Unity is THE game engine to learn to create games. Although it has advanced features and rendering, it really is designed for the new and intermediate user. The Unreal game engine is probably superior in visual presentation, but it’s much, much harder to learn. The combination of ease of use, simple user interface, and intuitive workflows, not to mention the fact that Unity is free, makes it a superior game-creation tool.
What I Didn't Learn in 12 Weeks with Unity
Of course, I’m excited to have even a beginner’s level of proficiency with Unity, I’m far from being able to create my own game. Scripting is a big aspect of game-creation and I learned very little. My friend, M dot Strange, is a scripting genius and he has encouraged me to bite the bullet and learn to script. Still, I’m apprehensive as it’s simply not very easy.
I also didn’t learn much about combining levels to create a complete game. The 3D Essentials course used a single level to teach Unity basics. But a game is more than one level. How do you combine these into a full game? And what about menu screens and player-interaction graphics. There are a lot of tools in the Unity assets store that helps with this even to the point of giving you pre-made graphics and menus. But i like originality in a game and would probably want to make my own.
I didn’t learn anything about the philosophy of game creation. How do you take an idea and translate it into game actions and interactions? This is a question that is as important as any component of the game. If the player has little interest in what you’ve created because it’s either boring or too simple, then all the best visuals and models in the world won’t make a difference.
It’s clear I have a lot to learn about creating games in Unity. And I don’t criticize the 3D Essentials course for not covering all the things I didn’t learn. After all, it’s an “essentials” course. Lynda.com(and Unity itself) have many other advanced courses covering just those subjects I mentioned above.
So, I’m both excited and frustrated after 12 weeks. On one hand, I love the idea of creating scenes to play and I have the skills to design them anyway my imagination takes me. On the other hand, any hope of creating a playable game for others is a distant possibility. Too many other aspects of Unity are still unknown to me.
However, because Unity is so user-friendly and the community is so strong and supportive, I think that I’ll make faster progress than I imagine. Plus, examples of great indie-games made with Unity are abundant. I can learn from them and with more training and practice perhaps create a short game that is interesting.
Note: after I finished this post, I discovered the Unity 3D game kit which is free and provides amazing content for users to create their own 3D game without code! Here's the trailer:
I want to thank Craig Barr for his excellent tutoring in the Unity 3D Essentials course at Lynda.com. M dot Strange gave good advice on Unity scripting and general Unity creation techniques: my thanks to him (he’s an inspiration). Be sure to check out some of his bizarre games made with Unity at this link.

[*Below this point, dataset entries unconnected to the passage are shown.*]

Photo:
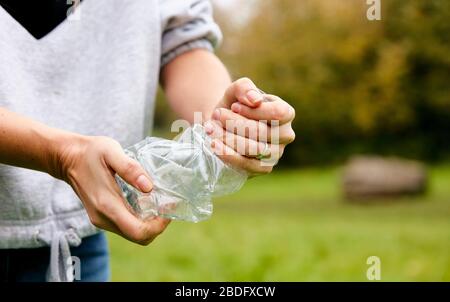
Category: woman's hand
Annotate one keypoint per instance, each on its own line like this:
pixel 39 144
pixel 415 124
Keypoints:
pixel 251 129
pixel 89 164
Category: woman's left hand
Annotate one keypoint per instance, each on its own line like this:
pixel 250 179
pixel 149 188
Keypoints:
pixel 250 129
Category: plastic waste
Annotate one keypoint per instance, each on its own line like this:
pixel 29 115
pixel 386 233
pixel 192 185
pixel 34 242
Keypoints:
pixel 186 175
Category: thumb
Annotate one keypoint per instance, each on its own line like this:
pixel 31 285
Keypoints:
pixel 128 169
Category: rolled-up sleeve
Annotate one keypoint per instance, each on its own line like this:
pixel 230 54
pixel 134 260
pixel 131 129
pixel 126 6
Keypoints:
pixel 186 25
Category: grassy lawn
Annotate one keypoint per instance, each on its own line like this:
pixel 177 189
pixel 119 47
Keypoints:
pixel 295 226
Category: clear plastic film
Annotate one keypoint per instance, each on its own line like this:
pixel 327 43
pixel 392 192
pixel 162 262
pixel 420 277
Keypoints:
pixel 186 175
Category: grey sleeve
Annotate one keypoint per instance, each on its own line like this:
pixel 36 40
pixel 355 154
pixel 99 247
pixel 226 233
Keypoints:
pixel 186 25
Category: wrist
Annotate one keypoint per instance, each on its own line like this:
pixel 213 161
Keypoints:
pixel 62 149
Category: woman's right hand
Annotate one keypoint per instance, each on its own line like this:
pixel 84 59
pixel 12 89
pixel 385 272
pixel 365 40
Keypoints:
pixel 89 164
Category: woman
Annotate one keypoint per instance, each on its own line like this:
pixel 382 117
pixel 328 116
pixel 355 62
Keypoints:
pixel 72 91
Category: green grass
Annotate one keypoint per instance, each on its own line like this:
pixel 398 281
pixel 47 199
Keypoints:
pixel 295 226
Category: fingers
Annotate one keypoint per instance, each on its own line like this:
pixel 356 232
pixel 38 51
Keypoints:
pixel 112 214
pixel 244 91
pixel 252 166
pixel 276 110
pixel 255 130
pixel 127 168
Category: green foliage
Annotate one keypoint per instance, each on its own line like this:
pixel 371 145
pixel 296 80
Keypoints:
pixel 270 232
pixel 357 86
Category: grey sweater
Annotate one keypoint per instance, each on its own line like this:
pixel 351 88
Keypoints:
pixel 95 76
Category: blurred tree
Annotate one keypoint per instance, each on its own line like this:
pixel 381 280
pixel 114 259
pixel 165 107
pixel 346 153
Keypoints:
pixel 357 86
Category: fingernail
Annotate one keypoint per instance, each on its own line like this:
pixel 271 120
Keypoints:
pixel 216 114
pixel 144 184
pixel 254 96
pixel 209 128
pixel 236 107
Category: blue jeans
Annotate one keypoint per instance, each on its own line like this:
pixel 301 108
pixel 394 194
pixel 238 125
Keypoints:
pixel 30 265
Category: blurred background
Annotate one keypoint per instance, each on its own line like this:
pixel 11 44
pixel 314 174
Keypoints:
pixel 359 87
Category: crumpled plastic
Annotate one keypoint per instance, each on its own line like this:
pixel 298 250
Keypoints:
pixel 186 175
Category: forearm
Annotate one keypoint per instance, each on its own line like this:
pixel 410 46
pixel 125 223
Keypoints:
pixel 195 82
pixel 29 144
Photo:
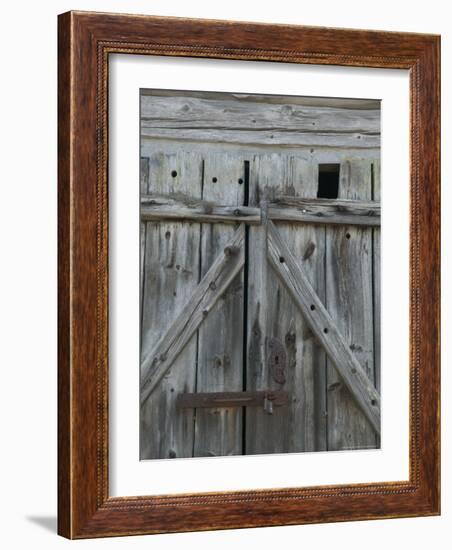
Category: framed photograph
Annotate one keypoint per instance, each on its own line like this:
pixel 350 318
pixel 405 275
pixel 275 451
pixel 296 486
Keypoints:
pixel 248 275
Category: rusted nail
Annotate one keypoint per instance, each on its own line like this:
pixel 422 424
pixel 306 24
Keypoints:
pixel 230 250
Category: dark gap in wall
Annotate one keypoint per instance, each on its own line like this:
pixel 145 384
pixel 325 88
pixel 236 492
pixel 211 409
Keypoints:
pixel 328 181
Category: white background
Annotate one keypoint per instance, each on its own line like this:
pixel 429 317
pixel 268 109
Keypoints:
pixel 28 271
pixel 128 476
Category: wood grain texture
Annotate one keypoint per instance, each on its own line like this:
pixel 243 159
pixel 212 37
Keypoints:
pixel 325 329
pixel 168 208
pixel 326 211
pixel 85 508
pixel 273 315
pixel 171 275
pixel 220 353
pixel 349 294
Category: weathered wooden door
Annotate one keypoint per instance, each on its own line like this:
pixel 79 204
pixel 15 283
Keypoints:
pixel 260 298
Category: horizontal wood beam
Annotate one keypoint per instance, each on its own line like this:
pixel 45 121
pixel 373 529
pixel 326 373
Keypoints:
pixel 154 208
pixel 274 137
pixel 214 284
pixel 325 211
pixel 217 400
pixel 323 327
pixel 289 209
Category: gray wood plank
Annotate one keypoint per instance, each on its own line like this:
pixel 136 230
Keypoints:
pixel 319 154
pixel 355 140
pixel 326 211
pixel 171 273
pixel 155 207
pixel 273 315
pixel 218 432
pixel 325 329
pixel 202 302
pixel 350 304
pixel 144 189
pixel 233 113
pixel 269 99
pixel 376 246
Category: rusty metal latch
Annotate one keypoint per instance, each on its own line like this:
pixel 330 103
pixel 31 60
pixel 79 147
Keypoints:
pixel 268 399
pixel 277 360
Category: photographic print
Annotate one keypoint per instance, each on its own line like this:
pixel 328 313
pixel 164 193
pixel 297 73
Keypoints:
pixel 260 274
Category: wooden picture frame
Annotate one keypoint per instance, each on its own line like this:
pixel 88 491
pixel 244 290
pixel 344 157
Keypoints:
pixel 85 42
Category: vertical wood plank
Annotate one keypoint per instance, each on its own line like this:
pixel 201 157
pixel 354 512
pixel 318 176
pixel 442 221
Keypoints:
pixel 349 301
pixel 272 315
pixel 144 188
pixel 376 250
pixel 218 432
pixel 171 273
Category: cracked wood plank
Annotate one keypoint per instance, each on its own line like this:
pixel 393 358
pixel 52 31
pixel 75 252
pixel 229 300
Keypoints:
pixel 347 366
pixel 218 432
pixel 154 207
pixel 350 304
pixel 325 211
pixel 159 359
pixel 171 273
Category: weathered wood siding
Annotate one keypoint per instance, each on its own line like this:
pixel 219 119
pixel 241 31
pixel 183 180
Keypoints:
pixel 211 162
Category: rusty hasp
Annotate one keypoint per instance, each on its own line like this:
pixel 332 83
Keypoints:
pixel 265 398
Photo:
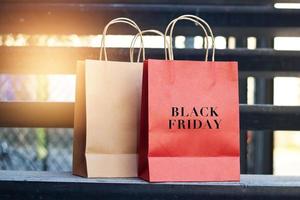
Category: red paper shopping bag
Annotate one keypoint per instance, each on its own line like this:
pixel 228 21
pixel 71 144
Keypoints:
pixel 189 121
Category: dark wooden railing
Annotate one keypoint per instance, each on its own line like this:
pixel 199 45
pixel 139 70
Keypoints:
pixel 240 19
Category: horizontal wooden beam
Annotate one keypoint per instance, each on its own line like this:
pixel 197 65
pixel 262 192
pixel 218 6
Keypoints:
pixel 51 60
pixel 90 18
pixel 62 185
pixel 36 114
pixel 49 114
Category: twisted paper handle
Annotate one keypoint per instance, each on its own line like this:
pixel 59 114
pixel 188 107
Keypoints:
pixel 114 21
pixel 138 35
pixel 199 22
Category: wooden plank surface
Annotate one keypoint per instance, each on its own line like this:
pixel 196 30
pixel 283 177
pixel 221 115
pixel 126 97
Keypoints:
pixel 51 185
pixel 62 60
pixel 50 114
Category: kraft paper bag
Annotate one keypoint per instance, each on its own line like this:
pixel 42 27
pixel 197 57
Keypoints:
pixel 107 116
pixel 189 120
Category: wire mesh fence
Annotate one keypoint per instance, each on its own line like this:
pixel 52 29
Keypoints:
pixel 35 149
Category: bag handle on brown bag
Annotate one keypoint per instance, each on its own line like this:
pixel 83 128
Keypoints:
pixel 200 22
pixel 138 35
pixel 114 21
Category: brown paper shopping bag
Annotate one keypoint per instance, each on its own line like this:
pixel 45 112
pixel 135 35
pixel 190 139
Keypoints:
pixel 107 113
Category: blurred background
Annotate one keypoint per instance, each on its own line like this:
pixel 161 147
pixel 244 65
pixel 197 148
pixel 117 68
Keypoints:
pixel 51 148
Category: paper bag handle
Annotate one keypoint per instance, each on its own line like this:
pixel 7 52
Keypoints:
pixel 114 21
pixel 138 35
pixel 199 22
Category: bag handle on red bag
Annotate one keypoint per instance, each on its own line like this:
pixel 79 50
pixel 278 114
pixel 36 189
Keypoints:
pixel 138 35
pixel 199 22
pixel 114 21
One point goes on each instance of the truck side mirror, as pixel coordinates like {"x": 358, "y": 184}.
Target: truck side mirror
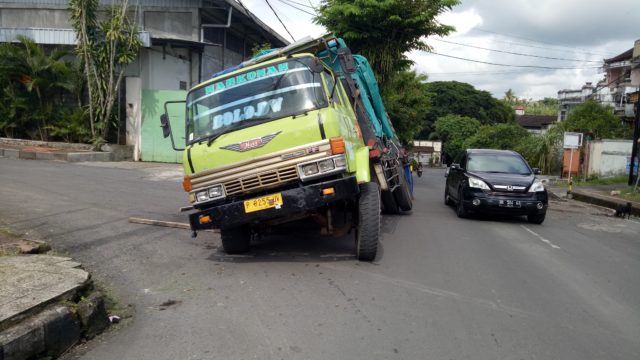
{"x": 166, "y": 126}
{"x": 316, "y": 66}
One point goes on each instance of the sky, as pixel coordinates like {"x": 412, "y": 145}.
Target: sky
{"x": 519, "y": 35}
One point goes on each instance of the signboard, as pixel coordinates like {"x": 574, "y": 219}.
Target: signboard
{"x": 572, "y": 140}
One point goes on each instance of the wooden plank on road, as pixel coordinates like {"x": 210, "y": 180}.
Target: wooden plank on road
{"x": 171, "y": 224}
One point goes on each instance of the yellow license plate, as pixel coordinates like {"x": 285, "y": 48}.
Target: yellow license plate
{"x": 262, "y": 203}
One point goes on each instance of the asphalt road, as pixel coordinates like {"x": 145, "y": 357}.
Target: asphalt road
{"x": 441, "y": 288}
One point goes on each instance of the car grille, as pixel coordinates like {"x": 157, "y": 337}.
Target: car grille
{"x": 514, "y": 189}
{"x": 261, "y": 180}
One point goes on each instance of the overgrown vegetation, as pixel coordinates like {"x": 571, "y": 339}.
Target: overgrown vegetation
{"x": 542, "y": 151}
{"x": 38, "y": 92}
{"x": 50, "y": 94}
{"x": 106, "y": 47}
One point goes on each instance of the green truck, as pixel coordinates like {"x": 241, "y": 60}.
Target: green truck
{"x": 295, "y": 132}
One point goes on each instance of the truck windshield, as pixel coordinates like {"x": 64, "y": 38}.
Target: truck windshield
{"x": 264, "y": 93}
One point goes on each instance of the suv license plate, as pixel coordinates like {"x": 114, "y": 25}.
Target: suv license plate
{"x": 263, "y": 203}
{"x": 509, "y": 203}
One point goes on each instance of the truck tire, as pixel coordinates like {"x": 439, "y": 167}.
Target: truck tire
{"x": 389, "y": 202}
{"x": 402, "y": 193}
{"x": 236, "y": 240}
{"x": 368, "y": 228}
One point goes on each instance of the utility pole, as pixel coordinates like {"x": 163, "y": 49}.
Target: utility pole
{"x": 636, "y": 134}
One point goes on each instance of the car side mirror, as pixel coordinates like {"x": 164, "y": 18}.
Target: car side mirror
{"x": 165, "y": 125}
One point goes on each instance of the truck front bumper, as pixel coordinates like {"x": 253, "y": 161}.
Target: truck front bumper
{"x": 294, "y": 201}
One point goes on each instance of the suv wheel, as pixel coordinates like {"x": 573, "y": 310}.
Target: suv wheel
{"x": 536, "y": 218}
{"x": 460, "y": 210}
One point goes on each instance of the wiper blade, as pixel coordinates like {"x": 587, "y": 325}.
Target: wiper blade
{"x": 235, "y": 126}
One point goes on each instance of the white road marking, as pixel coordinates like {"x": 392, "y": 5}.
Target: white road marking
{"x": 541, "y": 238}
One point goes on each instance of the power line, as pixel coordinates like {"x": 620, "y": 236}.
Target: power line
{"x": 278, "y": 17}
{"x": 522, "y": 71}
{"x": 514, "y": 53}
{"x": 511, "y": 65}
{"x": 540, "y": 42}
{"x": 297, "y": 8}
{"x": 301, "y": 4}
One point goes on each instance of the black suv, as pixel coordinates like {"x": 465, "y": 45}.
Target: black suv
{"x": 495, "y": 181}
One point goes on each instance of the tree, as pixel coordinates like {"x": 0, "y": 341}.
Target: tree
{"x": 34, "y": 83}
{"x": 452, "y": 97}
{"x": 454, "y": 130}
{"x": 499, "y": 136}
{"x": 106, "y": 47}
{"x": 384, "y": 31}
{"x": 597, "y": 119}
{"x": 510, "y": 97}
{"x": 544, "y": 151}
{"x": 407, "y": 104}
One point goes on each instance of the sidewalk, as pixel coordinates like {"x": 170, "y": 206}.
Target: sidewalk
{"x": 597, "y": 195}
{"x": 47, "y": 304}
{"x": 41, "y": 150}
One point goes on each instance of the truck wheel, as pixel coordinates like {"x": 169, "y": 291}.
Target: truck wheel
{"x": 236, "y": 240}
{"x": 389, "y": 202}
{"x": 368, "y": 229}
{"x": 402, "y": 193}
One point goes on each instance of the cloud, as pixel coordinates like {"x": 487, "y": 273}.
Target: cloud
{"x": 570, "y": 29}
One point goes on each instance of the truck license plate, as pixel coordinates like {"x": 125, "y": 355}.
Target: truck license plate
{"x": 262, "y": 203}
{"x": 509, "y": 203}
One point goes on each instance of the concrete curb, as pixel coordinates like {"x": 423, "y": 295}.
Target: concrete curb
{"x": 51, "y": 332}
{"x": 51, "y": 305}
{"x": 70, "y": 152}
{"x": 602, "y": 200}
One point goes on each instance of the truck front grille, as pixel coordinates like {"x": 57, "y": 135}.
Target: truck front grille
{"x": 261, "y": 180}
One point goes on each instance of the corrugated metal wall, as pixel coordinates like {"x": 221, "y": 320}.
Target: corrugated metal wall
{"x": 65, "y": 3}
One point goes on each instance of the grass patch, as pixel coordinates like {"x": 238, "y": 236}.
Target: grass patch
{"x": 628, "y": 194}
{"x": 622, "y": 180}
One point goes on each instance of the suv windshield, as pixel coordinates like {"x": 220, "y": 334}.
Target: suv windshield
{"x": 497, "y": 163}
{"x": 260, "y": 94}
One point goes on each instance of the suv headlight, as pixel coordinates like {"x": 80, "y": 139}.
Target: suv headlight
{"x": 478, "y": 184}
{"x": 536, "y": 186}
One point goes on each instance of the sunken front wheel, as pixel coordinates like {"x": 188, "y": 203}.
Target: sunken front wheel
{"x": 236, "y": 240}
{"x": 368, "y": 227}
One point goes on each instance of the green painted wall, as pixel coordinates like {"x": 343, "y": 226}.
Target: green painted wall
{"x": 154, "y": 147}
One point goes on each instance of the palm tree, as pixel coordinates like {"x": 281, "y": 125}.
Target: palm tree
{"x": 43, "y": 77}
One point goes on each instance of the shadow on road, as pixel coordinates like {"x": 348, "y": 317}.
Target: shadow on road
{"x": 294, "y": 242}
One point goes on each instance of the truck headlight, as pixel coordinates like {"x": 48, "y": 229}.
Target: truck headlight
{"x": 215, "y": 192}
{"x": 326, "y": 165}
{"x": 202, "y": 196}
{"x": 210, "y": 193}
{"x": 310, "y": 169}
{"x": 478, "y": 184}
{"x": 322, "y": 167}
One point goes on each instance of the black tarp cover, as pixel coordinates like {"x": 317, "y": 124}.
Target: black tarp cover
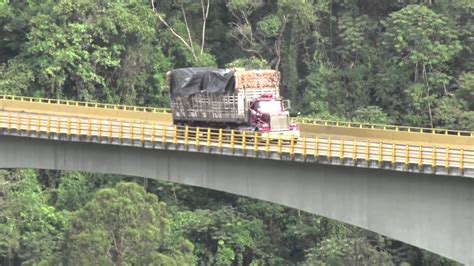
{"x": 185, "y": 82}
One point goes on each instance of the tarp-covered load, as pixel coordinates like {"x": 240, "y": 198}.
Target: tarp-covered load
{"x": 186, "y": 82}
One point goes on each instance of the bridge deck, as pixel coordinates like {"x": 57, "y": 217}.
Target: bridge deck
{"x": 338, "y": 150}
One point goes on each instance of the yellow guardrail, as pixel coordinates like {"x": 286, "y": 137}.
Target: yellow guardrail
{"x": 67, "y": 107}
{"x": 86, "y": 104}
{"x": 442, "y": 131}
{"x": 308, "y": 125}
{"x": 326, "y": 149}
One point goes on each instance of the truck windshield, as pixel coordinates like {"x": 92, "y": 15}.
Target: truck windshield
{"x": 269, "y": 106}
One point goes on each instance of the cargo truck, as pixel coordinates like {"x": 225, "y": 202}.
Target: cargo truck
{"x": 247, "y": 100}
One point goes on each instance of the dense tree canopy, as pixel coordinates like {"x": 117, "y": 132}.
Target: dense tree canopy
{"x": 378, "y": 61}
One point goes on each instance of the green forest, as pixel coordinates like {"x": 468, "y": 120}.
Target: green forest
{"x": 403, "y": 62}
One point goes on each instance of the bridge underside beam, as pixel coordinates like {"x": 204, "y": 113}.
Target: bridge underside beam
{"x": 429, "y": 211}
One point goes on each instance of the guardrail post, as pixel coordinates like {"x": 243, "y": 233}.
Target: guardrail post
{"x": 28, "y": 124}
{"x": 407, "y": 156}
{"x": 304, "y": 149}
{"x": 367, "y": 153}
{"x": 18, "y": 123}
{"x": 153, "y": 132}
{"x": 267, "y": 146}
{"x": 394, "y": 155}
{"x": 175, "y": 135}
{"x": 380, "y": 154}
{"x": 341, "y": 152}
{"x": 38, "y": 125}
{"x": 279, "y": 146}
{"x": 99, "y": 137}
{"x": 220, "y": 140}
{"x": 68, "y": 134}
{"x": 243, "y": 142}
{"x": 186, "y": 137}
{"x": 447, "y": 164}
{"x": 110, "y": 131}
{"x": 232, "y": 138}
{"x": 89, "y": 130}
{"x": 197, "y": 139}
{"x": 58, "y": 127}
{"x": 9, "y": 123}
{"x": 328, "y": 155}
{"x": 255, "y": 144}
{"x": 163, "y": 140}
{"x": 208, "y": 140}
{"x": 420, "y": 157}
{"x": 316, "y": 149}
{"x": 121, "y": 132}
{"x": 142, "y": 134}
{"x": 354, "y": 152}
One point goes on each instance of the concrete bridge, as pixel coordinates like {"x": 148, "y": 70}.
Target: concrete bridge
{"x": 415, "y": 193}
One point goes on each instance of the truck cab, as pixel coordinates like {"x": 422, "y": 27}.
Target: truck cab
{"x": 271, "y": 114}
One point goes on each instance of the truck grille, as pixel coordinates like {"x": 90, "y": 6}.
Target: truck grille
{"x": 279, "y": 122}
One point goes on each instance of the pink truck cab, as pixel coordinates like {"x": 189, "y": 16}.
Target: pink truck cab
{"x": 232, "y": 99}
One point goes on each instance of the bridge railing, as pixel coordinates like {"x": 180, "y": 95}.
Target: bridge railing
{"x": 301, "y": 120}
{"x": 86, "y": 104}
{"x": 441, "y": 131}
{"x": 323, "y": 149}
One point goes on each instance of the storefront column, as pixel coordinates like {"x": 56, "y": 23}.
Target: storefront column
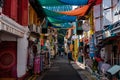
{"x": 22, "y": 44}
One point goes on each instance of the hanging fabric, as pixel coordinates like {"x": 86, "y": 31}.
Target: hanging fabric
{"x": 49, "y": 2}
{"x": 74, "y": 2}
{"x": 96, "y": 2}
{"x": 77, "y": 12}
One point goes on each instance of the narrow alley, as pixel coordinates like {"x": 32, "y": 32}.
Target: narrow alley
{"x": 59, "y": 39}
{"x": 61, "y": 70}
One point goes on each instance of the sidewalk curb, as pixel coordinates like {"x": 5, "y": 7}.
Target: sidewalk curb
{"x": 84, "y": 74}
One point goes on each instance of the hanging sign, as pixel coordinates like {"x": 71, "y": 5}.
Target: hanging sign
{"x": 11, "y": 29}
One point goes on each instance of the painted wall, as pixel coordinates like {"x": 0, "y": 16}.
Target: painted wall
{"x": 7, "y": 37}
{"x": 22, "y": 55}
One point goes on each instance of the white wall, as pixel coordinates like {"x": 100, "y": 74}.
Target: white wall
{"x": 7, "y": 37}
{"x": 22, "y": 44}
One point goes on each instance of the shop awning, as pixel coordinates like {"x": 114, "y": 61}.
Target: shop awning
{"x": 74, "y": 2}
{"x": 113, "y": 70}
{"x": 50, "y": 2}
{"x": 59, "y": 16}
{"x": 81, "y": 11}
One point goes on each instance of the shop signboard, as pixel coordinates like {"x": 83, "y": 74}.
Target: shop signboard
{"x": 116, "y": 12}
{"x": 92, "y": 47}
{"x": 106, "y": 4}
{"x": 107, "y": 34}
{"x": 97, "y": 24}
{"x": 8, "y": 25}
{"x": 97, "y": 11}
{"x": 107, "y": 17}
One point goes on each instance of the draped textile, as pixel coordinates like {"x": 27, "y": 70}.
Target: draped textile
{"x": 49, "y": 2}
{"x": 74, "y": 2}
{"x": 59, "y": 16}
{"x": 77, "y": 12}
{"x": 95, "y": 1}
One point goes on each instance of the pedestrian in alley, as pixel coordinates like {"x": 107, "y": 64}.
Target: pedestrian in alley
{"x": 69, "y": 56}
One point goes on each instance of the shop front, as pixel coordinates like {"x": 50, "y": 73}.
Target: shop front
{"x": 11, "y": 36}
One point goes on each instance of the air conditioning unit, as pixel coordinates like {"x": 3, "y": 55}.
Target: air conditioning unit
{"x": 32, "y": 28}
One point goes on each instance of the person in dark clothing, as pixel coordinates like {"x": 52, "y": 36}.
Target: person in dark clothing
{"x": 69, "y": 56}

I never got a chance to cover Unity artists and game creators. I’m sorry for that, but time was too short for me. The Unity website has a great section called “Made with Unity” where you can see some of the great games that have been made with Unity. If you haven’t played “Inside” you absolutely must. It’s that good.
Unity Connect is also a great site (part of the Unity website) where you can find support, share a level, discover Unity artists and see Unity games in development.
And finally, I want to thank Unity for creating such a great free tool to create games with. You guys are awesome!